On 16 December, the prisons inspectorate released a report on three short-term detention facilities for new asylum seekers at Tug Haven, Kent Intake Unit and Frontier House. The inspection report vividly describes the inhumane and cruel detention regimes, underpinned by poor Home Office governance and management.
To date, all prison inspection reports have been highly critical of the treatment of refugees in detention in the UK. Inspectors have found detainees held for excessively long periods in “appalling” conditions and with poor access to legal, language, health or telephone services. They have been subject to poor decision making and errors by immigration officials which, combined with poor access to legal advice, has led to interminable delays and huge backlogs in the system.
The latest inspection report
The unannounced inspections were carried out in October and November of this year. The previous inspection was in September 2020. Tug Haven is run by the Home Office and the other two by Mitie. Most of those who arrive at the centres are held for several hours (on average about 26 hours) before onward travel, although in the previous three months, one person was detained for four days and one child for over 90 hours.
The facilities were designed for holding a few people for short periods of time, but are now housing a large number of people over many hours and days. Detainees were held under constant artificial light and were barely able to move in the crowded conditions. They had no access to a shower, telephone, fresh air and were unable to see out through the frosted glass. Vulnerable children were mixed with other detainees, including, in one case, an adult male ex-offender.
The inspectorate concluded that, “many people, including families with young children, spent over 24 hours in tents with no sleeping facilities” and in “conditions that were at times completely unsatisfactory”. It also found “ongoing weaknesses in Home Office governance and systems of accountability and safeguarding”.
Previous inspection reports
The previous inspection in 2020 found “unacceptably poor conditions and [that] important safeguarding processes had broken down”. When the report was published, the Home Office promised it would improve conditions. It also committed to providing a number of new facilities in 2021. It has not done so.
The inspectors found that in spite of assurances, no progress had been made on new facilities and some had now been put back to 2022 or even 2023. Within the existing detention estate there had been only “limited progress” and “detainees, including large numbers of unaccompanied children, continued to experience very poor treatment and conditions”.
If the government is unable to demonstrate it is capable of providing decent accommodation and treatment of asylum seekers – in the facilities and regimes it is already responsible for, in its own jurisdiction and under its direct control – it is clearly not capable of providing such accommodation offshore, as proposed in the nationality and borders bill.

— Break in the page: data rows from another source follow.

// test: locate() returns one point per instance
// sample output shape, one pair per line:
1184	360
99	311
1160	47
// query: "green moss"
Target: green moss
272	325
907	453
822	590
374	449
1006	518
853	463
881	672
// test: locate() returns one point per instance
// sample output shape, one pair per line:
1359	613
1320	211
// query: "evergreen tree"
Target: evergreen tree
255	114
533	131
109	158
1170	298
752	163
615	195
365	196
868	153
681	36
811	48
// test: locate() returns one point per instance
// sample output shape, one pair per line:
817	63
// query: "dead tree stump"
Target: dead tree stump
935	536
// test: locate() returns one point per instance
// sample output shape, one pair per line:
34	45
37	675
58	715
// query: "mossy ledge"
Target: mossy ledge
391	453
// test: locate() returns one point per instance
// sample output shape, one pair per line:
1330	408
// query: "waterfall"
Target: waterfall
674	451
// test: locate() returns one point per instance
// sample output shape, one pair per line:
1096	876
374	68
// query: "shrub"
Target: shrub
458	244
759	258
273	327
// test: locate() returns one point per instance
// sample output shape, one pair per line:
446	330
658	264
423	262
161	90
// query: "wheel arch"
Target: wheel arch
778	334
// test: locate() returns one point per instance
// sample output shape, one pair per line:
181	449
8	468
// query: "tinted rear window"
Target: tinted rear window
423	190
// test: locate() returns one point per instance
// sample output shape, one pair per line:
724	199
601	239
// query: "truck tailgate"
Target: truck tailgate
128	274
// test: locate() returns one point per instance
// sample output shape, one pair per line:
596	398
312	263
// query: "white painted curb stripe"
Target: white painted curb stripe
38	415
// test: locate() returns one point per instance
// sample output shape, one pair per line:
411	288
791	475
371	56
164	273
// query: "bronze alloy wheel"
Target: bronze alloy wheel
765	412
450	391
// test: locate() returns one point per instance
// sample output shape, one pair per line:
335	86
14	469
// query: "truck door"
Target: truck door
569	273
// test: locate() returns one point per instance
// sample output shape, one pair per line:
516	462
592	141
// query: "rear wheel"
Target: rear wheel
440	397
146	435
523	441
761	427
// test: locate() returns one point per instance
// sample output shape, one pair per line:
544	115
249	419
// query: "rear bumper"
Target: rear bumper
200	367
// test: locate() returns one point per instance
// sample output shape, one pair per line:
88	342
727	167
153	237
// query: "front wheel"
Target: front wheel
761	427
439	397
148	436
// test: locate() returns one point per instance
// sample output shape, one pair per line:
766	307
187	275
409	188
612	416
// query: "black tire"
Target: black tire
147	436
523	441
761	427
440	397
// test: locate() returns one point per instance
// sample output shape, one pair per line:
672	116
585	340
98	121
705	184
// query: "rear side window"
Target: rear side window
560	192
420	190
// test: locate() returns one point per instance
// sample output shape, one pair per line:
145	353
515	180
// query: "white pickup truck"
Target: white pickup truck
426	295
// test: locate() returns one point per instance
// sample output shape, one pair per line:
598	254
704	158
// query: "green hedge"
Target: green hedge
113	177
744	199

A long history of poor management and Home Office oversight
I have previously written about other prison and immigration inspectorate reports that have called the Home Office to account on numerous occasions for failing to uphold standards of decency and humanity. Every time, poor management and Home Office oversight is mentioned as the primary contributory factor.
Earlier this year, the joint inspectorates published a report on Penally Camp and Napier Barracks. They found that only two weeks had been allowed for the contractors to prepare the camps and there had been no consultation with local public service providers or local communities. The camps had opened against the advice of Public Health England and the Crown Estates fire inspectorate. The conditions in both camps were appalling – “Over a hundred people were confined to their billets for approximately four weeks and unable to go outside except to use the mobile toilets or showers”. Many refugees were made seriously unwell with covid.
It also noted that that, “Managers at both sites lacked the experience and skills to run large-scale communal accommodation” and “the Home Office did not exercise adequate oversight at either site and Home Office staff were rarely present. There were fundamental failures of leadership and planning by the Home Office”.
In another inspection report in October 2020, it was noted that those seeking asylum were given poor advice, were often only given advice in English and using complicated legal jargon, and did not have access to an interpreter or a lawyer until the last minute, when they were about to be deported. None of those interviewed knew how to access legal advice.
Government proposals for asylum detention camps
The Home Office has shown a disregard for the welfare of asylum seekers and has failed to put right the most egregious failures identified by inspectorates. It has deceived inspectors about future plans and has failed to implement inspectorate recommendations. It cannot be trusted.
The long history of government and Home Office failure in its management of refugees and asylum seekers indicates that it is not capable of developing a humane and well-functioning system in the UK, even with all the public service supports that are currently available here. It is therefore, inconceivable that it could do so in another country or under offshore arrangements as proposed in the nationality and borders bill.